Build, train, and deploy a fraud detection model
In this tutorial, you learn how to use Amazon Fraud Detector to build, train, and deploy a fraud detection model. Amazon Fraud Detector is a fully managed service that makes it easy to identify potentially fraudulent online activities such as online payment fraud and the creation of fake accounts.
Globally each year, organizations lose tens of billions of dollars to online fraud. Amazon Fraud Detector is a fully managed service that uses machine learning (ML) and more than 20 years of fraud detection expertise from Amazon, to identify potentially fraudulent activity so customers can catch more online fraud faster. Amazon Fraud Detector automates the time consuming and expensive steps to build, train, and deploy an ML model for fraud detection, making it easier for customers to leverage the technology. Amazon Fraud Detector customizes each model it creates to a customer’s own dataset, making the accuracy of models higher than current one-size fits all ML solutions. And, because you pay only for what you use, you avoid large upfront expenses.
In this tutorial, you assume the role of a fraud analyst working at an ecommerce website. You have been asked to create a machine learning model to predict whether a new account registration is fraudulent or not. The model will be trained on an account registration dataset that contains information on customer email, event timestamp, IP address, and fraud label.

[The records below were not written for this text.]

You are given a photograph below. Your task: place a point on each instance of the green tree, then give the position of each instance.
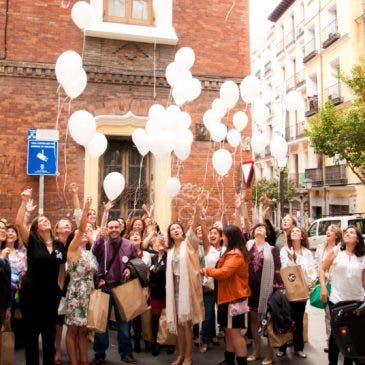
(270, 187)
(340, 132)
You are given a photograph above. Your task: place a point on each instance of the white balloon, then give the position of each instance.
(81, 14)
(234, 137)
(182, 149)
(258, 143)
(250, 88)
(279, 147)
(292, 101)
(113, 184)
(229, 93)
(260, 112)
(218, 132)
(173, 186)
(219, 107)
(185, 57)
(82, 127)
(68, 63)
(97, 146)
(240, 121)
(222, 161)
(140, 139)
(74, 87)
(195, 89)
(210, 118)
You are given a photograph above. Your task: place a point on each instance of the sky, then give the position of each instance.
(259, 11)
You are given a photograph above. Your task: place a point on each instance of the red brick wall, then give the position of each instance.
(39, 31)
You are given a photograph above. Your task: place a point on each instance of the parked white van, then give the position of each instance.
(317, 230)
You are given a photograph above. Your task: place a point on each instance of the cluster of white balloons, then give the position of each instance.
(70, 73)
(113, 185)
(185, 87)
(167, 130)
(82, 127)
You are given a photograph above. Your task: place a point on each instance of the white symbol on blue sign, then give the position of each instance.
(42, 158)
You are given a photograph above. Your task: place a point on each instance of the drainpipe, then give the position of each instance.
(5, 51)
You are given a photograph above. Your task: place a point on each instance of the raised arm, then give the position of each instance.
(104, 220)
(74, 249)
(20, 217)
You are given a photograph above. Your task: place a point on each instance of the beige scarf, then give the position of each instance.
(184, 300)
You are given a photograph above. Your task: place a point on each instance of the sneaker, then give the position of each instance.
(129, 359)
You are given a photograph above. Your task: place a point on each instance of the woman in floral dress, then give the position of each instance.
(82, 267)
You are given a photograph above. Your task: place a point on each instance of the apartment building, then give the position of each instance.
(308, 43)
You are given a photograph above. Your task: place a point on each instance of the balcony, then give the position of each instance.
(315, 175)
(290, 83)
(295, 178)
(312, 105)
(289, 39)
(295, 131)
(309, 50)
(299, 29)
(279, 46)
(336, 175)
(333, 93)
(330, 34)
(300, 78)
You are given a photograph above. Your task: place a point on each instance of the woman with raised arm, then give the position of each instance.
(82, 267)
(297, 253)
(39, 291)
(231, 273)
(333, 238)
(18, 264)
(184, 294)
(347, 265)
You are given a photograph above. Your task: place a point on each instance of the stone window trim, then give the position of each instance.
(160, 32)
(128, 19)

The data has been labeled for your convenience and a column in the dataset identifies whether the account registration is fraudulent or legitimate. A version of this dataset is publicly available for download from the Amazon Fraud Detector User Guide.
In this tutorial, you complete the following steps:
- Learn about Amazon Fraud Detector components
- Create an Amazon S3 bucket with sample training data
- Create an Event in Amazon Fraud Detector
- Train and deploy the fraud detection model
- Create and publish the detector
- Clean up the resources used in this tutorial
About this Tutorial | |
---|---|
Time | 90 minutes |
Cost | Less than $3 |
Use Case | Machine Learning |
Products | Amazon Fraud Detector |
Audience | Data analysts, Developers |
Level | Intermediate |
Last Updated | November 24, 2020 |
Step 1: Learn about Amazon Fraud Detector components
This step provides an overview of the two main Amazon Fraud Detector components: detectors and models.

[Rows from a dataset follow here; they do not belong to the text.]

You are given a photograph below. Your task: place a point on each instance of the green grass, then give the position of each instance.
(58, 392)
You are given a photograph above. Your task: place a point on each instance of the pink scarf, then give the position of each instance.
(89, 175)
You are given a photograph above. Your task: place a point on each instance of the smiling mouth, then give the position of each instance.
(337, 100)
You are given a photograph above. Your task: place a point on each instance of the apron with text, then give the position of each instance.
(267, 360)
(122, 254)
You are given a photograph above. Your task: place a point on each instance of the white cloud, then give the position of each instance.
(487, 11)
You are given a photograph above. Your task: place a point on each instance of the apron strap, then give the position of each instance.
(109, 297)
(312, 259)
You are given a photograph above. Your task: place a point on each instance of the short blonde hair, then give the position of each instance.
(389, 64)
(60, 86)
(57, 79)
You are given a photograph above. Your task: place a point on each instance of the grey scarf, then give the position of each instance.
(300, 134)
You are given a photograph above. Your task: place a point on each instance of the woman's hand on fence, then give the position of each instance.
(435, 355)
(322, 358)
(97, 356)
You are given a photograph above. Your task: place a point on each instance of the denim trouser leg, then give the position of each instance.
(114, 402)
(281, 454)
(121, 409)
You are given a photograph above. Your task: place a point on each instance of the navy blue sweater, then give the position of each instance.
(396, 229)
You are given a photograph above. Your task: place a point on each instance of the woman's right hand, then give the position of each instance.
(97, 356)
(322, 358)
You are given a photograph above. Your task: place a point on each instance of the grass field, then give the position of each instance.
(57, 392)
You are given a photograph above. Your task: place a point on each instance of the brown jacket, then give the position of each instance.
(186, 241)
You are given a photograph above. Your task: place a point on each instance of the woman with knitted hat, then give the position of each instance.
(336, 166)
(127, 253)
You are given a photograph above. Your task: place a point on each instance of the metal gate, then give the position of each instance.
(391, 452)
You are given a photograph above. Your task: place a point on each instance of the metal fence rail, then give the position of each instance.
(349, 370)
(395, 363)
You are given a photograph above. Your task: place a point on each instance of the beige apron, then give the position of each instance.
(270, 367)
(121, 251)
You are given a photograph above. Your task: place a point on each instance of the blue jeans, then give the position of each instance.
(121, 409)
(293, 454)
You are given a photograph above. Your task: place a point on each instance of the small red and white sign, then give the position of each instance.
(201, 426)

For more information, see Amazon Fraud Detector concepts.
A detector is a rules-based categorization engine that predicts predefined outcomes based on user configuration. For this tutorial, you define the model score thresholds as rules for the detector.
Models can either be trained within Amazon Fraud Detector using custom user data or they can be accessed from precreated Amazon Sagemaker endpoints.

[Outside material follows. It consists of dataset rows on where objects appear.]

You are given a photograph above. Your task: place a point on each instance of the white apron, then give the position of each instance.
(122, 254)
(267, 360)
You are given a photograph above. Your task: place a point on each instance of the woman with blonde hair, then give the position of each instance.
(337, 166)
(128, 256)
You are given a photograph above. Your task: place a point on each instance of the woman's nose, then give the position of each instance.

The high-level configuration flow is depicted in the following diagram.
To create models within Amazon Fraud Detector, you must provide data for training. This data has input features (defined by variables) and output labels (defined by labels in the Amazon Fraud Detector service). Additionally, you define events based on the type of entities sending the data for predictions. The following diagram shows the sequence of component creation followed in this tutorial.
Step 2: Create the Amazon S3 bucket for training data
In this step, you create an Amazon S3 bucket and upload the training dataset to the S3 bucket.
Note: First, download and save the dataset. Then, extract the files using an archive utility. You will upload these files to the S3 bucket later in this step.
2.1 — Navigate to Amazon S3 in the AWS Management Console and choose Create bucket.
2.2 – On the Create bucket page, provide a unique name for the bucket. For this tutorial, the S3 bucket is named fraud-detector-getting-started-1. For Region, note the Region in which you are creating this S3 bucket. You want to ensure you select the same Region for your Amazon Fraud Detector service as the S3 bucket. For this tutorial, the Region is us-east-1.
2.3 – Keep the default settings for all remaining options and choose Create bucket.
2.4 – In the Buckets list, choose your newly created bucket to open the details view.
2.5 – Choose the Objects tab, then choose Upload.
2.6 – On the Upload page, choose Add files.
2.7 – Navigate to the training_data folder, select the registration_data_20K_minimum.csv file and choose Open.
2.8 – On the Upload screen, select the check box to acknowledge that bucket versioning is disabled. Keep all remaining options as the default selections and choose Upload.
The status of the file changes to Succeeded once the upload has completed.
Step 3: Create an Event for the Amazon Fraud Detector model
In this step, you create an Event with historical data for model training.
To create an event, you first define the entities participating in the event, then define the labels and variables in the event data.
For more information, see Create event types.
3.1 — Navigate to the Amazon Fraud Detector console and in the left navigation bar, choose Entities.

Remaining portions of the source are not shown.